Camino por la calle empedrada. Hay un chelista tocando las más melancólicas notas. El cielo a esta hora se pinta naranja. San Cristóbal, este pueblo que he escogido como hogar, tiene los atardeceres más impresionantes.
El aire es fresco y hace un frío de esos que se notan pero no incomodan.
No tengo qué hacer porque ya terminé mi trabajo del día. Me detengo a escuchar al chelista. El momento es perfecto – hasta que llega un fulano a sentarse junto a mí.
“Qué opinas?” me pregunta
lo miro con cara de ????
“Qué opinas sobre el turismo”
????
Intenta hacerme plática con otras preguntas igual de estúpidas. El fulano está borracho y además apesta.
“Adiós” le digo. Me levanto y me siento en la misma banqueta pero a unos metros lejos de él para seguir disfrutando la música mientras miro al atardecer.
Hace unos años, me hubiera quedado a contestar sus preguntas estúpidas para que no se sintiera ofendido. Me hubiera convencido de que pararme y mostrar disgusto era una grosería – aunque el tipo estuviera borracho. Hubiera inventado un buen pretexto para irme en vez de levantarme sin explicación.
Lo peor de todo: hubiera dejado que arruinara MI momento perfecto.
Por sencillo que parece, me tomó 28 29 años aprender a decir “Adiós” sin sentirme mal.
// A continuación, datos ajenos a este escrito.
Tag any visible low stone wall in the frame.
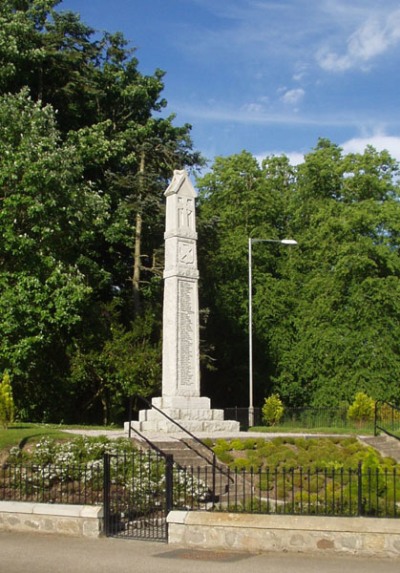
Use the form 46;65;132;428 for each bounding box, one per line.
0;501;103;537
168;511;400;558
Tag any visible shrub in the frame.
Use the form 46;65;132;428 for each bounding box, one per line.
347;392;375;426
0;372;14;428
262;394;284;426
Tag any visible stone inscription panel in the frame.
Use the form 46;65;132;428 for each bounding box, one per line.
178;280;195;387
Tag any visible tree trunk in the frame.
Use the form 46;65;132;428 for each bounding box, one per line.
132;152;145;315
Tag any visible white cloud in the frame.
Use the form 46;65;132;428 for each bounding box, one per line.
340;135;400;161
255;135;400;170
317;10;400;72
281;88;306;105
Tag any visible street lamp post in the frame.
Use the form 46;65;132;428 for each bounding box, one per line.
249;237;297;428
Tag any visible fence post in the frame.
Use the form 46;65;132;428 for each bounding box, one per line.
212;453;217;509
165;454;174;513
357;462;364;516
103;454;111;535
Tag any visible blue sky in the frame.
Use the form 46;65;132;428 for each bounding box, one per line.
59;0;400;168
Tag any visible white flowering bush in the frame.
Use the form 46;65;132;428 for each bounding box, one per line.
3;436;209;504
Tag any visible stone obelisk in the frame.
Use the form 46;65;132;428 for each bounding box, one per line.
133;170;239;433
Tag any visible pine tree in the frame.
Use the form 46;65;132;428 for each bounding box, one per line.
0;372;14;429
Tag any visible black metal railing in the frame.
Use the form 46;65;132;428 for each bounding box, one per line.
103;450;173;540
173;464;400;517
374;400;400;440
0;452;400;520
129;394;225;503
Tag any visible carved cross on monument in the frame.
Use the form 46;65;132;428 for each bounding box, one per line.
126;170;239;433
Sabiendo que mi tiempo y mi atención son más valiosos que el oro he dejado de excusarme por no tolerar a gente que me molesta.
Diciendo que no a trabajos aburridos, a relaciones fallidas, a ciudades contaminadas, a la carencia económica, a amistades tóxicas y actividades superfluas es como llegué a ese día de cielo colores pastel y música callejera – donde no cabía más perfección.
Y no iba a dejar que nada lo arruinara.
Por fin comprendí que cuando toleras lo que no quieres cierras la puerta a la posibilidad. Y no se tú, pero yo prefiero la posibilidad sobre los borrachos apestosos.